The pharmacokinetics, pharmacodynamics, and safety of pravastatin, a new selective 3-hydroxy-3-methylglutaryl coenzyme A reductase inhibitor, were evaluated during monotherapy and with subsequent concomitant cholestyramine therapy in 33 patients with primary hypercholesterolemia in this randomized study. After 4 weeks, pravastatin monotherapy (5 mg, 10 mg, and 20 mg twice daily) significantly decreased total cholesterol by 17% to 24% (p less than 0.001 versus baseline) and low-density lipoprotein cholesterol by 23% to 35% (p less than 0.001).
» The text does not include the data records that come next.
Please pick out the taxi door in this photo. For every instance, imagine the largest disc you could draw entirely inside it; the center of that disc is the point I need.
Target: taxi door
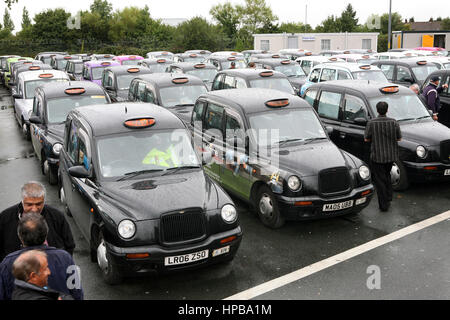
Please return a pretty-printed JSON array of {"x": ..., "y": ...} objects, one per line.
[
  {"x": 354, "y": 119},
  {"x": 37, "y": 130}
]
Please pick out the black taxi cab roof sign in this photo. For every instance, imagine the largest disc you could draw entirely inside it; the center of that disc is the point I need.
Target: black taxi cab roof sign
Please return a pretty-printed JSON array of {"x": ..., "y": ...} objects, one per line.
[
  {"x": 266, "y": 74},
  {"x": 139, "y": 123},
  {"x": 389, "y": 89},
  {"x": 279, "y": 103},
  {"x": 75, "y": 91},
  {"x": 180, "y": 80}
]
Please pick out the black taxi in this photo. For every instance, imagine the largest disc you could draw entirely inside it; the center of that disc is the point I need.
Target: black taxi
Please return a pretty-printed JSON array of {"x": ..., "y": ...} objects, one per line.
[
  {"x": 117, "y": 79},
  {"x": 347, "y": 105},
  {"x": 52, "y": 102},
  {"x": 141, "y": 197},
  {"x": 252, "y": 78},
  {"x": 289, "y": 68},
  {"x": 174, "y": 91},
  {"x": 444, "y": 96},
  {"x": 406, "y": 71},
  {"x": 271, "y": 150}
]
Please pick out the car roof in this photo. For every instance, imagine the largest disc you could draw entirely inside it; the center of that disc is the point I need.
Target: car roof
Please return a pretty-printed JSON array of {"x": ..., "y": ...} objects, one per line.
[
  {"x": 348, "y": 66},
  {"x": 252, "y": 100},
  {"x": 34, "y": 75},
  {"x": 123, "y": 69},
  {"x": 191, "y": 65},
  {"x": 56, "y": 89},
  {"x": 252, "y": 73},
  {"x": 165, "y": 79},
  {"x": 367, "y": 88},
  {"x": 118, "y": 113}
]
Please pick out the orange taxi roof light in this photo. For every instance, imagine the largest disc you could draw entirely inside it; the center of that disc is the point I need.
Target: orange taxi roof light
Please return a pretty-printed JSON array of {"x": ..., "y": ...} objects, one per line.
[
  {"x": 180, "y": 80},
  {"x": 391, "y": 89},
  {"x": 73, "y": 91},
  {"x": 266, "y": 74},
  {"x": 139, "y": 123},
  {"x": 277, "y": 103}
]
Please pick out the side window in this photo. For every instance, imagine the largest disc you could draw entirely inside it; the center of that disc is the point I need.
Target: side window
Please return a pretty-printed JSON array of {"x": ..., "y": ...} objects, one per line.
[
  {"x": 354, "y": 108},
  {"x": 198, "y": 112},
  {"x": 310, "y": 96},
  {"x": 214, "y": 117},
  {"x": 314, "y": 76},
  {"x": 328, "y": 75},
  {"x": 403, "y": 73},
  {"x": 240, "y": 83},
  {"x": 342, "y": 75},
  {"x": 329, "y": 105},
  {"x": 388, "y": 70},
  {"x": 229, "y": 82}
]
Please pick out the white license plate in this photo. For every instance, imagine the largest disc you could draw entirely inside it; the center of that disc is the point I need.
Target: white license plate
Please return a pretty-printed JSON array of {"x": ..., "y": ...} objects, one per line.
[
  {"x": 186, "y": 258},
  {"x": 338, "y": 206},
  {"x": 220, "y": 251}
]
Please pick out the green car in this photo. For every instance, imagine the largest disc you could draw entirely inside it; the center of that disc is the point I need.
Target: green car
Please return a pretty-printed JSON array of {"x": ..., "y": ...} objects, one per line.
[{"x": 10, "y": 61}]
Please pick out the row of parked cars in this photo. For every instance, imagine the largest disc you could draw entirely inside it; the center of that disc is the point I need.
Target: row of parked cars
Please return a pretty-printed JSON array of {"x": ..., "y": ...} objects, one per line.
[{"x": 146, "y": 160}]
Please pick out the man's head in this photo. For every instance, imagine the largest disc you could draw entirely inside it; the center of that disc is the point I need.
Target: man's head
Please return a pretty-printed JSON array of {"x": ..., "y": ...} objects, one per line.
[
  {"x": 32, "y": 267},
  {"x": 32, "y": 230},
  {"x": 33, "y": 197},
  {"x": 382, "y": 108},
  {"x": 415, "y": 88}
]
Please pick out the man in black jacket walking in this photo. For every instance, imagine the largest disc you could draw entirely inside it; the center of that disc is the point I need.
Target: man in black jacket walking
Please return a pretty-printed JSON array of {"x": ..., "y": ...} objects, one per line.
[{"x": 33, "y": 200}]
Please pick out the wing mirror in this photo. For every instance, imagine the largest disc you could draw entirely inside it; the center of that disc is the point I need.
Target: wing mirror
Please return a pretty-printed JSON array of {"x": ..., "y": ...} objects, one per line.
[{"x": 78, "y": 172}]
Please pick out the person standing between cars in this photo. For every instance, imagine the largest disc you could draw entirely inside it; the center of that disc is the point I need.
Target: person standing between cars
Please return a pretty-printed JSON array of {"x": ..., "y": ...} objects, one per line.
[
  {"x": 31, "y": 272},
  {"x": 64, "y": 278},
  {"x": 33, "y": 200},
  {"x": 431, "y": 94},
  {"x": 383, "y": 133}
]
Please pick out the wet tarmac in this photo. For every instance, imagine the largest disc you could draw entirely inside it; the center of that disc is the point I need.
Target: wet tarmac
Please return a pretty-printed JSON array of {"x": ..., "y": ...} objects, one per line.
[{"x": 265, "y": 254}]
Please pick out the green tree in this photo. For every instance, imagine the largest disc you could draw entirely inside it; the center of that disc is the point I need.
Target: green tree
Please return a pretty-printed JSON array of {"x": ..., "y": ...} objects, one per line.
[
  {"x": 26, "y": 21},
  {"x": 7, "y": 22}
]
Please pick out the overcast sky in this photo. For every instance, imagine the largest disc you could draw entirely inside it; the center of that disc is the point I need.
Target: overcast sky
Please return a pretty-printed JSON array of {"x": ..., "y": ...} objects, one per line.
[{"x": 286, "y": 10}]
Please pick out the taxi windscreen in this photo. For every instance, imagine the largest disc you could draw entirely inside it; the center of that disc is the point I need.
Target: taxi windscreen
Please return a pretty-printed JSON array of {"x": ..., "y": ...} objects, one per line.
[
  {"x": 281, "y": 84},
  {"x": 291, "y": 70},
  {"x": 181, "y": 95},
  {"x": 207, "y": 75},
  {"x": 291, "y": 125},
  {"x": 135, "y": 152},
  {"x": 402, "y": 107},
  {"x": 422, "y": 72},
  {"x": 30, "y": 86},
  {"x": 58, "y": 108},
  {"x": 374, "y": 75}
]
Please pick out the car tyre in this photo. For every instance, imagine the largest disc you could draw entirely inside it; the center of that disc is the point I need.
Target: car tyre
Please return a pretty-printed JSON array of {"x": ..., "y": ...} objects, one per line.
[
  {"x": 110, "y": 272},
  {"x": 399, "y": 177},
  {"x": 267, "y": 208}
]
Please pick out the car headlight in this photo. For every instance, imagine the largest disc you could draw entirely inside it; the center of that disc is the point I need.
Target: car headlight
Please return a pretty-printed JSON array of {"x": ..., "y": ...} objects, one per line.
[
  {"x": 294, "y": 183},
  {"x": 229, "y": 213},
  {"x": 364, "y": 172},
  {"x": 126, "y": 229},
  {"x": 421, "y": 152},
  {"x": 57, "y": 148}
]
High-density lipoprotein cholesterol increased by 8% to 9%, and triglycerides decreased by 6% to 9%. The area under the serum concentration-time curve and maximum serum concentration of pravastatin showed dose-proportionality; time to maximum serum concentration and serum elimination half-life were independent of dose. When added to pravastatin therapy, cholestyramine enhanced the lipid-lowering effects of pravastatin. After 4 weeks of combination therapy, total cholesterol was reduced by 32% to 38% (p less than 0.001 versus baseline), and low-density lipoprotein cholesterol was reduced by 47% to 56% (p less than 0.001). High-density lipoprotein cholesterol increased by 11% to 18% (p less than 0.05). Pravastatin was well tolerated; no clinical adverse events directly attributable to the drug were reported.